September 26, 2018
Could Your Employees Be Under Withheld For Federal Taxes In 2018?
Payroll, Payroll Support
On Dec. 22, 2017, one of the most significant reforms of the United States Tax Code in over three decades was signed into law. The new law, called the Tax Cuts and Job Act (TCJA), came into effect on Jan. 1, 2018 and significantly changed corporate and individual taxation.
Across the country, taxpayers are struggling to understand the implications of the new law and how it will impact their tax returns come 2019. Some of the significant changes made by the Tax Cuts and Job Act include:
- Discontinued and limited certain deductions.
- Increased Child Tax Credit.
- Eliminated personal exemptions.
- Increased standard deductions.
Since these changes have a significant impact on withholding amounts, there is a risk individuals’ annual withholding may not be adequate to cover the full tax liability. Let’s take a more incisive look at the effects of the Tax Cuts and Job Act.
Payroll Tax Withholding Amounts
The new tax law made sweeping changes to the tax brackets and rates of individuals, payroll systems updated their withholding tax tables to reflect the new IRS calculations and employee withholding amounts were recalibrated. But does the employer obligation stop there?
To help individuals better understand the impact of TCJA on their taxes, the IRS has provided a user-friendly set of tools. It has updated its withholding tax calculator, Publication 505 and Tax Withholding and Estimated Tax to incorporate the new changes. It has also embarked on educational efforts to help employees determine the correct amount of taxes deducted from their pay.
The IRS was expected to revise the 2019 W-4 to reflect the new tax act. Due to push back in the payroll community, these changes have been slated to be released in the spring/summer of 2019 for the 2020 W-4 instead. However, it is always advisable for employees to fill in a new W-4 each year or when there are changes to financial or personal situations such as marriage, children and a big raise, among others.
Reviewing Withholding Amounts
The best advice an employer can give employees is to use the withholding tax calculator to check their withholding amounts to ensure that it’s not too little. If it is, they will receive a likely unexpected tax bill during tax time next year. They could potentially also be subject to penalties for underpayment.
The IRS states that penalties may result if the total payments made from estimated and withholding tax aren’t equal to at least 90 percent of the yearly tax liability or 100 percent of the amount paid in the previous tax year.
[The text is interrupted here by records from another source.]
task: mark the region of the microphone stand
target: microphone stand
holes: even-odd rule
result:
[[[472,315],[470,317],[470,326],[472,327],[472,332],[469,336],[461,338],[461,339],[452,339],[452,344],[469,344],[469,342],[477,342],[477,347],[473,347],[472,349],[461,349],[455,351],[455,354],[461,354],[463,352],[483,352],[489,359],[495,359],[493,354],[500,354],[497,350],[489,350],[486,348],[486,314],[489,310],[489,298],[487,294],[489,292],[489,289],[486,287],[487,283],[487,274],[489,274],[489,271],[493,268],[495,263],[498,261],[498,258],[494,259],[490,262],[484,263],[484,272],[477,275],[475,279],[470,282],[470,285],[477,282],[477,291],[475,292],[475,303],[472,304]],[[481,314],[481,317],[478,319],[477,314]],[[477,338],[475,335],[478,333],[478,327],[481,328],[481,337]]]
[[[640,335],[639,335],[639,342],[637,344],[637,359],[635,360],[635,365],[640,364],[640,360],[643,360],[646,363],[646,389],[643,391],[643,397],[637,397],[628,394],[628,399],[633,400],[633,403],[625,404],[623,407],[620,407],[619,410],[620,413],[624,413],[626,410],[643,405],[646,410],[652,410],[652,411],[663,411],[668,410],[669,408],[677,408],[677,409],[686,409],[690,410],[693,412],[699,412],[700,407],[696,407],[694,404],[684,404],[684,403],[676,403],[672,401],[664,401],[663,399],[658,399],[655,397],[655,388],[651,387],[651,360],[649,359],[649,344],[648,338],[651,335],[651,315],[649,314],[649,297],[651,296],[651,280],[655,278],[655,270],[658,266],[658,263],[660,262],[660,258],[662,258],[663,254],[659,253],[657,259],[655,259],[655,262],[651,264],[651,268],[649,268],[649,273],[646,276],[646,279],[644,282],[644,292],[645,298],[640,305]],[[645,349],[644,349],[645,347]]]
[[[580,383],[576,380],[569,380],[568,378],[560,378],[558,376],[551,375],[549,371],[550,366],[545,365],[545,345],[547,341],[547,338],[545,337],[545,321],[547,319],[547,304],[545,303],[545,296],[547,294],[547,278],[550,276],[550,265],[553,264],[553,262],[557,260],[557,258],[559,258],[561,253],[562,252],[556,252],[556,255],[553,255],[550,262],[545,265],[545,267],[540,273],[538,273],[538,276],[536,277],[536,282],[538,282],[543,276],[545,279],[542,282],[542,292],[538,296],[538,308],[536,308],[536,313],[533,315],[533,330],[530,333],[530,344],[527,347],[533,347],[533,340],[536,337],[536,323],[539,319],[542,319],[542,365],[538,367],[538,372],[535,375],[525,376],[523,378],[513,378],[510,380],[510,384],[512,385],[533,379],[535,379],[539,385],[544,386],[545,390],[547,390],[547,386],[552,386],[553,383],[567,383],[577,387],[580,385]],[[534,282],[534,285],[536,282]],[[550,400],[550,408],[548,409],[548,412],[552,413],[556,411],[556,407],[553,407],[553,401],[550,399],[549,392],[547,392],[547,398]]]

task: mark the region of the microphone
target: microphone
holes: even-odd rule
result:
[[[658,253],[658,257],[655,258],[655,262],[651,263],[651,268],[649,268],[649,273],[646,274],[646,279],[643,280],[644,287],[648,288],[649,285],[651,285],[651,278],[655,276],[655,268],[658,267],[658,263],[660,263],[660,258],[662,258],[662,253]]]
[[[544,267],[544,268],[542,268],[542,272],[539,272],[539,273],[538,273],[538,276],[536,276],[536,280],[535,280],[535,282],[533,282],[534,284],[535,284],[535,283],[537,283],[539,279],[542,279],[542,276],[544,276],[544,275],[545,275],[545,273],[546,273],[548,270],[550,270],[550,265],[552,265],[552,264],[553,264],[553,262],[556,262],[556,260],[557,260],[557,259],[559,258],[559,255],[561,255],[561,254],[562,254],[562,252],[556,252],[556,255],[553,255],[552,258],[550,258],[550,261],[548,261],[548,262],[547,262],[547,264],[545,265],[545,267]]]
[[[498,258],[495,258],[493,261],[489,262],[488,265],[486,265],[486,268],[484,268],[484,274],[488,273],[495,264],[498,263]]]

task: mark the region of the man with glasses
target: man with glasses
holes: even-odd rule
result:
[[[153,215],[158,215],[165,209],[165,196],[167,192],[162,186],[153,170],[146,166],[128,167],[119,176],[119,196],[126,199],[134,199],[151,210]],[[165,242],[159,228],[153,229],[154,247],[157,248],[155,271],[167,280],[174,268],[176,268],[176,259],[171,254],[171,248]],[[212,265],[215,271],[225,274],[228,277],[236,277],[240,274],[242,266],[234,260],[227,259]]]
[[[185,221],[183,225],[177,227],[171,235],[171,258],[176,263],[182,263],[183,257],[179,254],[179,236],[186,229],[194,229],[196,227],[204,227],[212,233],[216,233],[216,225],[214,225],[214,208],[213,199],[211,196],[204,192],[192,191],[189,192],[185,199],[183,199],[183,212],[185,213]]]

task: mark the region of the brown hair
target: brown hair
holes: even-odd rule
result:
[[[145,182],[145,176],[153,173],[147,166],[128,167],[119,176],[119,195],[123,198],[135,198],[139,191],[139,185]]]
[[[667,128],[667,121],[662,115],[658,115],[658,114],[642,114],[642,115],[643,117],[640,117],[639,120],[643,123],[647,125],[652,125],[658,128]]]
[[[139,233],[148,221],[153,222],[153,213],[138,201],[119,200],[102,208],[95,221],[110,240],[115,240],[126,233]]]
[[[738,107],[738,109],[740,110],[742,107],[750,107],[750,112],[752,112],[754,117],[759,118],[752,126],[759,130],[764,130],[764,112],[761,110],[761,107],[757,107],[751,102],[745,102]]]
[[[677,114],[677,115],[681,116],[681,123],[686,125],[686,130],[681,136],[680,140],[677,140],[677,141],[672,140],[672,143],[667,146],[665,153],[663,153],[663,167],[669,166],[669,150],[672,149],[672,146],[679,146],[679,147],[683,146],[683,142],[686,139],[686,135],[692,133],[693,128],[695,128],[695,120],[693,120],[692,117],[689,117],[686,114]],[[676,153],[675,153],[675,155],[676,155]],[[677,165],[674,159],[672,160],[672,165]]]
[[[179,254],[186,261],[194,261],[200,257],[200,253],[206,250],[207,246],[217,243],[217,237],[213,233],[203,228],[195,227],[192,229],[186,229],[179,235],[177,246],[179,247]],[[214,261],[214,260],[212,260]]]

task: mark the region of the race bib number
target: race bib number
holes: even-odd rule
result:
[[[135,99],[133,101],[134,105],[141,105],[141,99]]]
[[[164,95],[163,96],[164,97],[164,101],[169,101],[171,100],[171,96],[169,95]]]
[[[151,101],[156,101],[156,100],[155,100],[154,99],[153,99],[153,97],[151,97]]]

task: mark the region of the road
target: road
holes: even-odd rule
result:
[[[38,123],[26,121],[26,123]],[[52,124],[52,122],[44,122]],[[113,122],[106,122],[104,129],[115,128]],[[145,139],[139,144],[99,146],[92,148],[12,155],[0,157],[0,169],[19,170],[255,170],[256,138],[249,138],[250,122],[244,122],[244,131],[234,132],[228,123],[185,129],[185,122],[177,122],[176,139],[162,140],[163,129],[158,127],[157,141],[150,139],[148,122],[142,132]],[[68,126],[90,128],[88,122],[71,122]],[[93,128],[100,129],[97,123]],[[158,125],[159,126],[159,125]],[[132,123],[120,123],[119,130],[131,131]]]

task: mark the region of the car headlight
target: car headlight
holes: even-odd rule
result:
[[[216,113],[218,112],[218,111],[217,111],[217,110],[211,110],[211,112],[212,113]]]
The following categories of people are those that are most affected by the Tax Cuts and Job Act.
- Two-income families.
- Individuals who itemized deductions in 2017.
- Individuals with dependents under age 17 or who claim credits such as the Child Tax Credit.
- Individuals who work part of the year or hold two or more jobs at the same time.
- Individuals with large tax bills or tax refund for 2017.
Communicating with Employees
No employer is a substitute for a tax advisor, so care must be taken to ensure any communication to employees about validating their tax withholding adequacy is properly worded. Time is running out for individuals to adjust their full-year withholding without significantly impacting their take-home pay. By issuing a recommendation to use the IRS calculator or to check in with a tax professional can deflect any potential ire or confusion should an employee end up with a tax bill instead of a refund next year!
Your communication could be as simple as “It is advised that you do a withholding check as soon as possible. You can use the IRS withholding calculator, which has been updated to incorporate the new tax changes. When using the calculator, ensure that you have your recent pay stubs, earned income tax credit, number of children eligible for Child Tax Credit and an estimated value of your income for the present year.
After checking your withholding amounts, if you find that changes are necessary, fill out a new W-4 and submit it to your Payroll Department or make the changes online in your employee self-service portal.”
While employers are not obligated beyond applying the correct tax withholding calculations to each employee paycheck, the impact of the level and complexity of changes in the tax cuts and job act is unknown. By giving your employees a “heads up,” you may save them from a big surprise come tax time next year!